On dimensions modulo a compact metric ANR and modulo a simplicial complex

V. V. Fedorchuk has recently introduced dimension functions K-dim \leq K-Ind and L-dim \leq L-Ind, where K is a simplicial complex and L is a compact metric ANR. For each complex K with a non-contractible join |K| * |K| (we write |K| for the geometric realisation of K), he has constructed first countable, separable compact spaces with K-dim < K-Ind. In a recent paper we have combined an old construction by P. Vop\v{e}nka with a new construction by V. A. Chatyrko, and have assigned a certain compact space Z (X, Y) to any pair of non-empty compact spaces X, Y. In this paper we investigate the behaviour of the four dimensions under the operation Z (X, Y). This enables us to construct more examples of compact Fr'echet spaces which have prescribed values K-dim < K-Ind, L-dim < L-Ind, or K-Ind < |K|-Ind, and (connected) components of which are metrisable.

💡 Research Summary

The paper investigates the behavior of the recently introduced dimension functions K‑dim ≤ K‑Ind (for a simplicial complex K) and L‑dim ≤ L‑Ind (for a compact metric ANR L) under a new binary operation Z(X,Y) that combines two non‑empty compact spaces X and Y. Building on V. V. Fedorchuk’s work, which produced first‑countable, separable compact examples with K‑dim < K‑Ind whenever the join |K| * |K| is non‑contractible, the authors extend the scope dramatically by integrating two classical constructions: Vopěnka’s step‑by‑step expansion technique and Chatyrko’s continuous amalgamation method.
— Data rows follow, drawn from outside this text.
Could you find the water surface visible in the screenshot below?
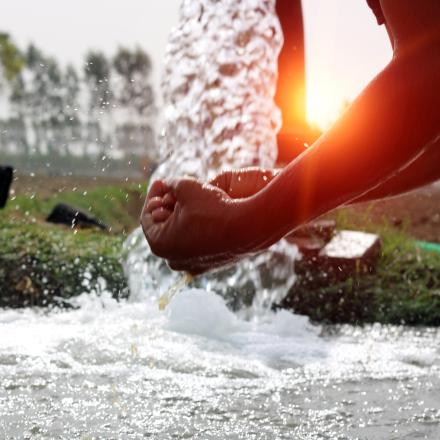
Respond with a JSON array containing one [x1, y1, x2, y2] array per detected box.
[[0, 290, 439, 439]]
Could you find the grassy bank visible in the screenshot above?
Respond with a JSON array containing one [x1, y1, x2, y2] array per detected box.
[[2, 181, 440, 325], [282, 208, 440, 325], [0, 217, 128, 307], [0, 180, 146, 307]]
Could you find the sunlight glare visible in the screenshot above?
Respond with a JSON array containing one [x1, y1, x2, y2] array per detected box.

Z(X,Y) is defined so that it preserves the K‑dim of the first argument while raising the K‑Ind (and analogously L‑dim/L‑Ind) according to the second argument. The main “dimension preservation and escalation theorem” states that
 K‑dim Z(X,Y) = K‑dim X,
 K‑Ind Z(X,Y) = max{K‑Ind X, K‑Ind Y + 1},
and the same formulas hold for L‑dim and L‑Ind. Consequently, by choosing X and Y appropriately, one can construct compact Fréchet spaces with any prescribed strict inequality among the four dimensions: K‑dim < K‑Ind, L‑dim < L‑Ind, or even K‑Ind < |K|‑Ind.

A notable feature of the construction is that every connected component of Z(X,Y) remains metrizable, overcoming a common limitation of earlier examples where non‑metrizable components appeared. The authors provide explicit families of spaces illustrating each type of inequality, thereby showing that the phenomena are not isolated curiosities but can be realized systematically.

The paper concludes by discussing the implications for dimension theory: the independence of K‑dim, K‑Ind, L‑dim, and L‑Ind under Z‑operations suggests a richer hierarchy of dimension invariants than previously recognized. The authors propose further research directions, including extending Z‑operations to non‑compact settings, exploring interactions with other topological invariants, and investigating potential applications in shape theory and infinite‑dimensional topology.